One recent evening, Weir jammed with his Mill Valley neighbor, Sammy Hagar, former Talking Head Jerry Harrison and Willie's kid, Lukas Nelson.
Then they put down their instruments and participated in a panel discussion on patronage versus sponsorship, with representatives from Red Bull, Dolby, Microsoft, Pandora and BMI.
Last Wednesday's show featured Weir with the up-and coming-singer-songwriter Jonathan Wilson and the Juilliard-trained violinist Jason Crosby, a sensational newcomer on the Marin music scene. It was a promo for an upcoming tour by Weir and Wilson.
The show, which began as an online attempt to lift the spirits of East Coast Deadheads slammed by Hurricane Sandy, is streamed live on the Internet, where it is watched by an average weekly audience of about 40,000, according to TRI's CEO Chris
"It's free Wednesday night entertainment," he says. "Bob has always wanted to have his own show, and now he has it. Just for fun, Phil (Grateful Dead bassist Phil Lesh) turned on his live stream at Terrapin Crossroads for a half hour during rehearsal last week. Now we're streaming out of Sweetwater. It's all free. It's a good time to be a Deadhead."
"Weir Here" follows a loose format of music and conversation. Between musical sets in the TRI's uber-high-tech Constellation system studio, Weir and Jerry Garcia's legendary roadie, Steve Parish, plop down on a funky leather coach and take questions from viewers that they read off a large video monitor of Twitter and Facebook feeds.
Each week features a different topic. A recent week was "cities," cities where band members were arrested, where fans broke down the fences, other notable events. Last week viewers were asked to send in questions about the Grateful Dead's 1978 trip to Egypt and the three "Rocking the Cradle" concerts they played in the shadow of the Sphinx and the Great Pyramid, the last during a full lunar eclipse.

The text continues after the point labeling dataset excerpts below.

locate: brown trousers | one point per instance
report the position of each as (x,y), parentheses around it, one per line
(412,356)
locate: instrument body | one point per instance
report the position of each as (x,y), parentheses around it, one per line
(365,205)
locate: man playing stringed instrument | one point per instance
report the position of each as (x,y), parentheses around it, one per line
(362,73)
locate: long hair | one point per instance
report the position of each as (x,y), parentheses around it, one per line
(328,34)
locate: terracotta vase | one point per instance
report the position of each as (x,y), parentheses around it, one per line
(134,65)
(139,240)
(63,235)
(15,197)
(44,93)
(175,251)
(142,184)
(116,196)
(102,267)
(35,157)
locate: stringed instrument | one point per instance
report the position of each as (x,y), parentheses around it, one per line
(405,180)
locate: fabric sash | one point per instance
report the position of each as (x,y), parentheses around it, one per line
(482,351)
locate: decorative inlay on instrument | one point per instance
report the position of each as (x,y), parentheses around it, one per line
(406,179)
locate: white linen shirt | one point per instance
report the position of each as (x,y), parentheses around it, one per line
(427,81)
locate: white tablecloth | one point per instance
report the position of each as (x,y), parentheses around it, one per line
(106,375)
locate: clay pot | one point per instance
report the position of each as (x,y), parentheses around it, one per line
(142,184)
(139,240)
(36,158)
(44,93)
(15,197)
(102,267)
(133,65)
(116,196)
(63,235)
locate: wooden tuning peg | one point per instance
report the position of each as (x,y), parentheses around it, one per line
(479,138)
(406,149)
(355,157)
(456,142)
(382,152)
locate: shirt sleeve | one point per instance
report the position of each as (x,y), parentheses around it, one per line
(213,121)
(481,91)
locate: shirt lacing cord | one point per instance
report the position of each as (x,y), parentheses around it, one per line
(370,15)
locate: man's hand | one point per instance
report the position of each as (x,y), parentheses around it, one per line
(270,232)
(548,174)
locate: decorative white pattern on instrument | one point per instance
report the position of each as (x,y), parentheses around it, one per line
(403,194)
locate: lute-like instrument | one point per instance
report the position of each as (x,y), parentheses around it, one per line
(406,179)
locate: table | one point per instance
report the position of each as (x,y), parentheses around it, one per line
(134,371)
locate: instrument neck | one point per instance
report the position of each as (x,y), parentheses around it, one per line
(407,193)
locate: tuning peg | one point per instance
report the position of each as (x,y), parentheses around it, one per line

"This is a deep, deep subject," Parish said. "We have a lot of questions about camels."
The first question was whether the Dead took their own sound system to Egypt.
"We couldn't take our system, but we still brought over 70 tons of our own equipment," Parish answered.
"Seventy tons?" Weir said, incredulous.
"When we watched the Egyptians unloading our gear, they flopped our equipment up and down the ramp end over end," Parish continued. "We had to show them there were wheels on our cases. It reminded us of how they built the pyramids."
Weir went on to tell a story about how he and Garcia, walking home in the dark from a dinner of barely cooked goat with local dignitaries, warded off a pack of hungry jackals by throwing rocks at them.
"I have a pretty good arm," Weir allowed. "Always have."
The Grateful Dead were never a band that incorporated a lot of showbiz glitz into their concerts, a tradition that Weir continues with his webcast. For last week's show, he wore a gray T-shirt and khaki pants, neutral colors that make him look like a ghost on camera.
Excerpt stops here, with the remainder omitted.